The story of the Gettysburg Address began long before that day Abraham Lincoln stood at the speaker's platform and delivered those famous 272 words.
Dr. Martin Johnson is an Assistant Professor of History at Miami University in Hamilton, Ohio. He says the speech was changed several times before Lincoln delivered it. He started in Washington with an early draft and revised it after arriving at Gettysburg. "The speech we call the Gettysburg Address was really created over the course of several days as a result of this really remarkable intellectual and physical journey," he said.

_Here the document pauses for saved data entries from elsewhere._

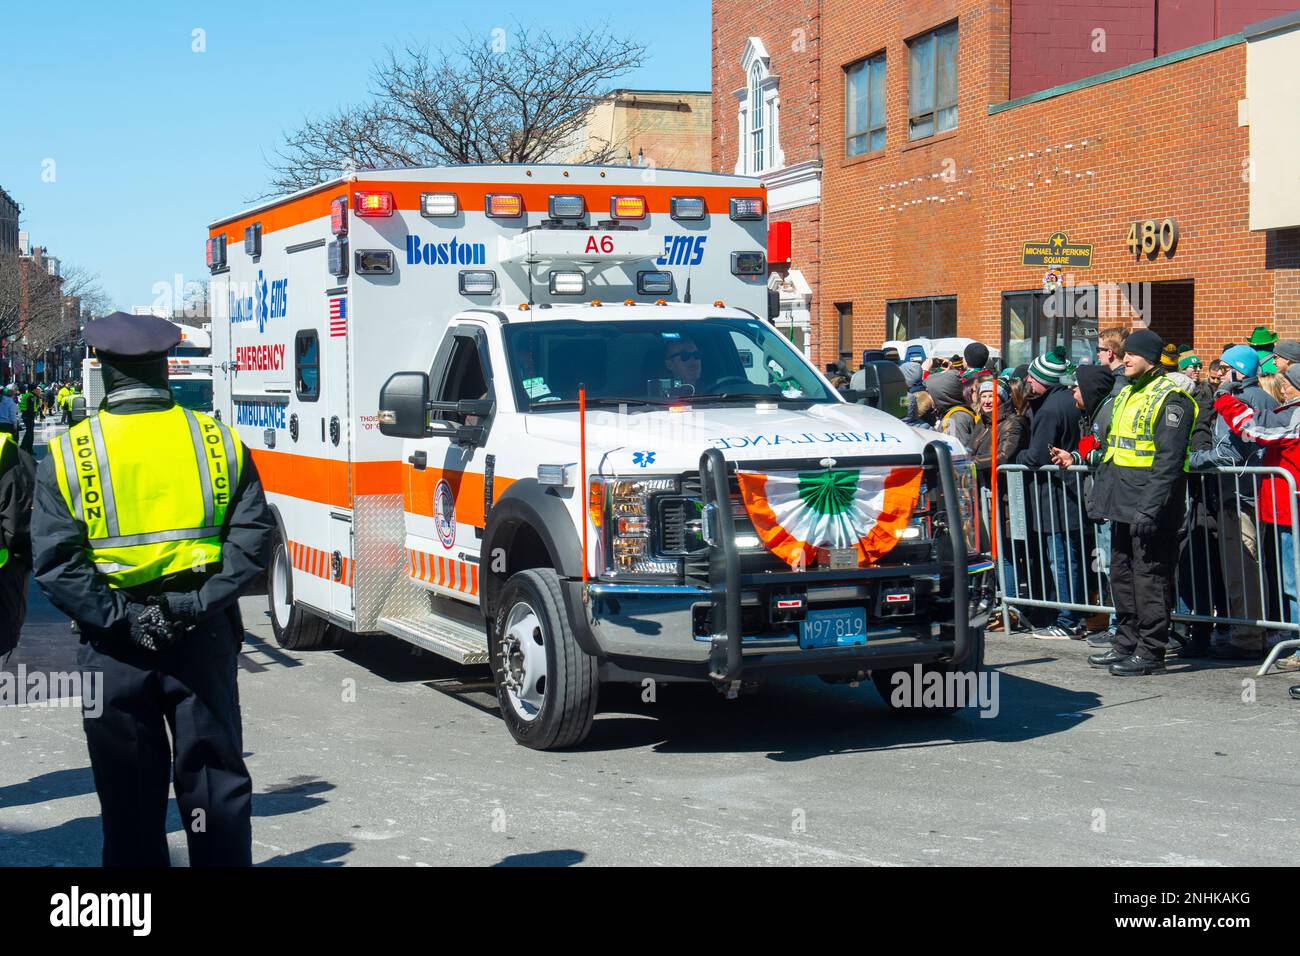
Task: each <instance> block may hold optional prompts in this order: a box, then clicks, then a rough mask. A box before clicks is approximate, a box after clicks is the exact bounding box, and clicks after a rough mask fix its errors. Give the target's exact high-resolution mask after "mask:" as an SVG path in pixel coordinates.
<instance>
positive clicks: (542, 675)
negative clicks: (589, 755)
mask: <svg viewBox="0 0 1300 956" xmlns="http://www.w3.org/2000/svg"><path fill="white" fill-rule="evenodd" d="M491 636H493V641H491V669H493V680H494V682H495V684H497V700H498V701H499V704H500V711H502V717H503V718H504V721H506V727H508V728H510V732H511V735H512V736H513V737H515V740H516V743H520V744H523V745H524V747H529V748H532V749H534V750H554V749H558V748H562V747H575V745H577V744H580V743H582V740H585V739H586V735H588V734H589V732H590V730H591V722H593V719H595V701H597V693H598V688H599V672H598V670H597V663H595V658H593V657H591V656H590V654H588V653H586V652H585V650H582V648H580V646H578V644H577V640H576V639H575V637H573V631H572V628H571V627H569V623H568V615H567V614H565V613H564V598H563V596H562V594H560V579H559V575H556V574H555V571H552V570H550V568H532V570H528V571H520V572H519V574H516V575H515V576H513V578H511V579H510V580H508V581H507V583H506V587H504V588H503V589H502V593H500V601H499V602H498V605H497V617H495V619H494V620H493V632H491Z"/></svg>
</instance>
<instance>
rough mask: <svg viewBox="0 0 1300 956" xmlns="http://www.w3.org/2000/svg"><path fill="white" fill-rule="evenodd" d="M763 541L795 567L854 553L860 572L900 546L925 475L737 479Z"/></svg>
mask: <svg viewBox="0 0 1300 956" xmlns="http://www.w3.org/2000/svg"><path fill="white" fill-rule="evenodd" d="M737 477H738V479H740V494H741V499H742V501H744V502H745V511H746V512H748V514H749V518H750V520H751V522H753V523H754V528H755V529H757V531H758V536H759V537H761V538H762V541H763V544H764V545H766V546H767V550H770V551H771V553H772V554H775V555H776V557H779V558H780V559H781V561H784V562H785V563H787V564H789V566H790V567H792V568H796V570H797V568H800V567H815V566H816V564H818V563H822V562H823V561H824V559H826V558H827V557H828V555H827V550H828V549H832V548H833V549H848V548H853V549H857V551H858V567H867V566H868V564H874V563H875V562H878V561H880V558H883V557H884V555H885V554H888V553H889V550H891V549H892V548H893V546H894V545H896V544H898V535H900V532H901V531H902V529H904V528H905V527H907V522H909V519H910V518H911V512H913V509H915V507H917V499H918V498H919V497H920V477H922V470H920V468H859V470H855V471H801V472H794V471H777V472H767V473H761V472H757V471H741V472H737Z"/></svg>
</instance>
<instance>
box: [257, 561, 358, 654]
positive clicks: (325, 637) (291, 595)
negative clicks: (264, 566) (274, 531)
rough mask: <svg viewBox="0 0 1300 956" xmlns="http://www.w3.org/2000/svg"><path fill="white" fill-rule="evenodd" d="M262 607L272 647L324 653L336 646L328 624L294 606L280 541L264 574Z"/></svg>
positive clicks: (293, 591)
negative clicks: (266, 618)
mask: <svg viewBox="0 0 1300 956" xmlns="http://www.w3.org/2000/svg"><path fill="white" fill-rule="evenodd" d="M266 604H268V606H269V607H270V630H272V632H273V633H274V635H276V644H278V645H279V646H282V648H283V649H285V650H326V649H331V648H335V646H339V644H341V643H339V640H338V636H337V635H335V633H334V632H335V631H337V628H335V627H333V626H331V624H330V623H329V622H328V620H325V619H324V618H318V617H316V615H315V614H312V613H311V611H308V610H305V609H303V607H300V606H299V605H296V604H294V568H292V564H290V563H289V549H287V548H286V546H285V541H283V538H278V537H277V538H276V549H274V550H273V551H272V553H270V568H269V570H268V571H266Z"/></svg>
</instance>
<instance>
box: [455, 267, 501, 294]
mask: <svg viewBox="0 0 1300 956" xmlns="http://www.w3.org/2000/svg"><path fill="white" fill-rule="evenodd" d="M494 291H497V273H495V272H493V271H491V269H478V271H474V269H461V271H460V294H461V295H487V294H490V293H494Z"/></svg>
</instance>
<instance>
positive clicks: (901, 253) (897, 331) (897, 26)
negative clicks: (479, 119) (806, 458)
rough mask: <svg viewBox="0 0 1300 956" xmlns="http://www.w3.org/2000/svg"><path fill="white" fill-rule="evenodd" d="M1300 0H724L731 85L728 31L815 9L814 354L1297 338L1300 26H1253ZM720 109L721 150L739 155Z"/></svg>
mask: <svg viewBox="0 0 1300 956" xmlns="http://www.w3.org/2000/svg"><path fill="white" fill-rule="evenodd" d="M1294 7H1295V3H1294V0H1291V3H1275V1H1274V3H1269V1H1266V0H1218V1H1216V0H1134V1H1132V3H1125V4H1105V5H1102V4H1078V3H1065V1H1063V0H1037V1H1031V0H917V1H915V3H910V4H889V3H861V0H820V3H818V4H784V5H781V8H780V9H781V10H790V9H792V8H794V12H793V13H785V14H777V13H776V10H777V8H776V5H775V4H772V5H768V4H763V3H746V4H741V3H732V0H716V1H715V4H714V34H715V53H714V57H715V91H716V90H720V88H725V87H728V86H731V88H735V87H736V86H737V83H736V82H735V78H733V77H732V75H731V74H728V75H724V77H719V75H718V74H719V70H718V62H719V55H718V49H719V46H720V44H719V36H720V35H725V42H724V43H723V44H722V46H723V47H724V48H725V47H735V36H737V35H744V34H746V33H754V31H755V30H762V29H772V30H775V29H776V27H775V25H774V23H775V22H781V23H784V25H785V27H784V29H785V31H787V33H788V31H789V29H790V27H789V25H790V23H792V22H794V21H801V20H809V21H810V22H816V23H818V29H816V36H818V43H816V60H818V62H819V69H820V81H819V87H818V90H819V92H818V94H816V95H814V96H811V98H809V99H810V101H811V103H814V104H816V105H815V109H816V112H818V113H819V117H820V118H819V131H815V133H813V134H811V135H809V137H807V139H809V143H816V144H818V150H819V152H820V155H822V157H823V163H824V172H823V177H822V203H820V222H819V233H820V237H819V238H820V256H819V261H818V265H819V271H818V277H819V284H818V297H816V304H815V312H814V315H815V321H814V324H815V325H816V326H819V330H820V334H814V346H815V347H814V350H813V355H814V356H815V358H816V359H818V360H819V362H824V360H833V359H836V358H839V356H840V355H841V354H850V355H854V354H857V352H858V350H861V349H863V347H867V346H872V345H879V343H880V342H881V341H884V339H889V338H911V337H919V336H941V334H962V336H971V337H976V338H982V339H984V341H987V342H989V343H991V345H1000V346H1001V347H1002V350H1004V354H1005V355H1006V358H1008V359H1010V360H1021V362H1023V360H1024V359H1026V358H1028V356H1030V355H1032V354H1036V352H1039V351H1041V350H1044V349H1047V347H1049V346H1050V345H1057V343H1065V345H1069V346H1070V349H1071V350H1073V351H1074V354H1075V355H1078V356H1084V355H1091V354H1092V347H1093V346H1092V341H1091V339H1092V337H1095V334H1096V330H1097V328H1099V325H1100V326H1102V328H1104V326H1105V325H1109V324H1121V323H1126V324H1131V323H1139V324H1140V323H1148V324H1151V325H1152V328H1154V329H1156V330H1157V332H1161V333H1162V334H1164V336H1166V338H1170V339H1174V341H1178V342H1184V341H1190V342H1192V343H1195V346H1196V347H1197V350H1199V351H1201V352H1203V354H1213V352H1217V350H1218V349H1219V347H1221V346H1222V345H1223V343H1225V342H1227V341H1232V339H1235V341H1242V338H1243V337H1244V336H1245V334H1247V333H1248V332H1249V330H1251V328H1252V326H1255V325H1270V326H1273V328H1275V329H1278V330H1281V332H1283V333H1288V334H1292V336H1297V337H1300V208H1297V206H1300V195H1297V194H1300V190H1297V189H1296V181H1297V179H1296V156H1297V155H1300V131H1297V130H1296V124H1295V103H1296V101H1297V99H1296V96H1297V95H1300V90H1297V88H1296V86H1297V83H1300V72H1297V70H1295V69H1294V64H1295V62H1296V61H1297V60H1300V16H1290V17H1288V16H1279V17H1278V18H1277V20H1274V21H1270V22H1269V23H1265V25H1260V23H1258V21H1261V20H1265V18H1269V17H1274V16H1275V14H1284V12H1286V10H1287V9H1288V8H1294ZM768 8H771V9H768ZM770 17H771V20H770ZM733 23H735V25H733ZM1252 25H1253V26H1252ZM787 46H788V44H787ZM775 59H776V57H775V56H774V60H775ZM780 69H781V70H783V74H781V86H783V87H785V86H787V75H785V73H784V70H785V69H787V68H780ZM719 99H720V95H719ZM789 99H790V98H789V96H787V98H785V100H784V101H785V103H788V101H789ZM1287 104H1290V105H1287ZM718 116H719V124H718V126H719V127H720V129H718V130H715V164H716V163H718V160H719V156H718V153H716V151H719V150H720V148H722V150H725V148H727V147H728V143H729V144H731V153H732V155H735V152H736V148H735V146H736V144H735V139H732V140H728V139H727V137H728V135H732V133H731V126H733V124H727V122H724V120H725V114H724V111H722V109H719V111H718ZM814 125H816V124H815V122H814ZM787 130H788V127H787ZM719 140H720V142H719ZM772 207H774V209H775V207H776V203H775V200H774V202H772ZM774 219H776V216H775V215H774ZM796 235H797V233H796ZM1054 238H1058V239H1060V242H1057V243H1054V245H1053V239H1054ZM796 242H798V238H796ZM1026 245H1031V246H1036V247H1037V248H1039V254H1037V255H1031V256H1028V259H1030V261H1037V264H1034V265H1027V264H1024V263H1026V258H1027V256H1026V252H1030V251H1031V250H1026ZM1088 246H1091V258H1089V259H1088V260H1087V264H1084V263H1086V260H1084V259H1083V258H1082V254H1083V252H1086V251H1087V250H1086V247H1088ZM1066 250H1074V251H1075V252H1076V254H1078V256H1071V258H1069V259H1070V261H1069V264H1063V265H1057V264H1054V263H1056V260H1054V258H1053V254H1058V252H1063V251H1066ZM1044 254H1045V255H1044ZM1062 259H1065V256H1062ZM1049 268H1052V269H1053V271H1054V274H1053V276H1050V277H1049V276H1048V271H1049ZM1058 285H1060V286H1062V289H1061V291H1057V293H1054V294H1050V295H1049V294H1047V293H1045V291H1044V289H1045V287H1053V289H1054V287H1057V286H1058Z"/></svg>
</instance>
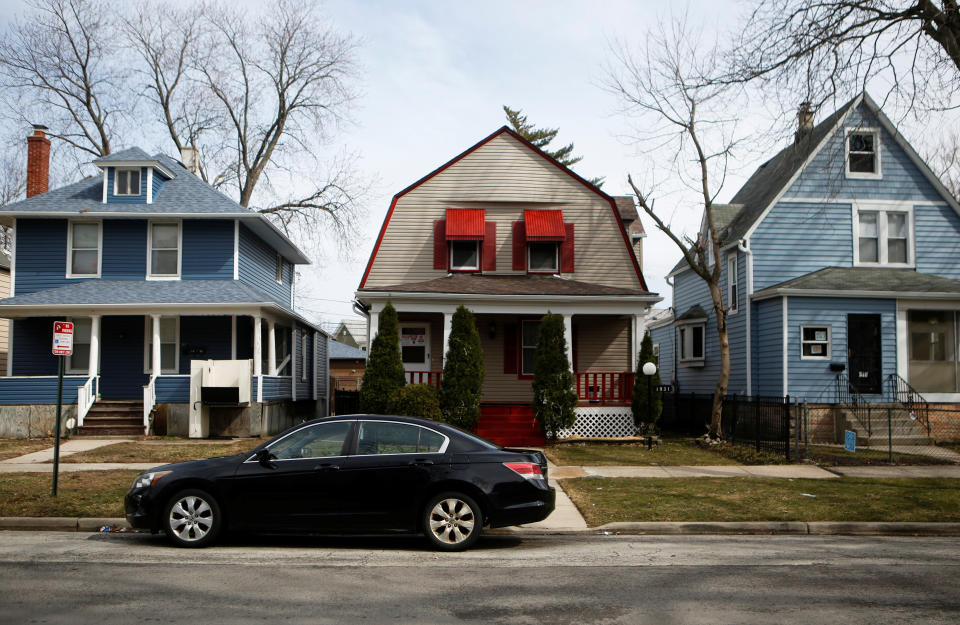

While at Gettysburg, Lincoln viewed firsthand the aftermath of the battle that took place just months before. Martin said Lincoln was moved by what he saw.
"He had seen photographs of the dead on the battlefield at Antietam and Gettysburg," Martin said. But he points out it was different seeing the actual site in person. Martin adds Lincoln went back to his room and made an unexpected revision. "And, for the first time wrote the words, as far as we know, 'a new birth of freedom' in the Gettysburg Address."
Johnson will talk more on the topic during the annual Lincoln Legacy Lecture Series at UIS Tuesday night, November 19. The event is from 7-9 p.m. at the the Brookens Library. It is free to attend.
Other speakers include Dr. Joseph Fornieri, Professor of Political Science at Rochester Institute of Technology. He'll discuss "Abraham Lincoln's Political Faith in the Gettysburg Address."
Dr. Michael Burlingame, the Chancellor Naomi Lynn Distinguished Chair in Lincoln Studies at UIS, will deliver opening remarks and speak about "The Gettysburg Address: Myths and Realities."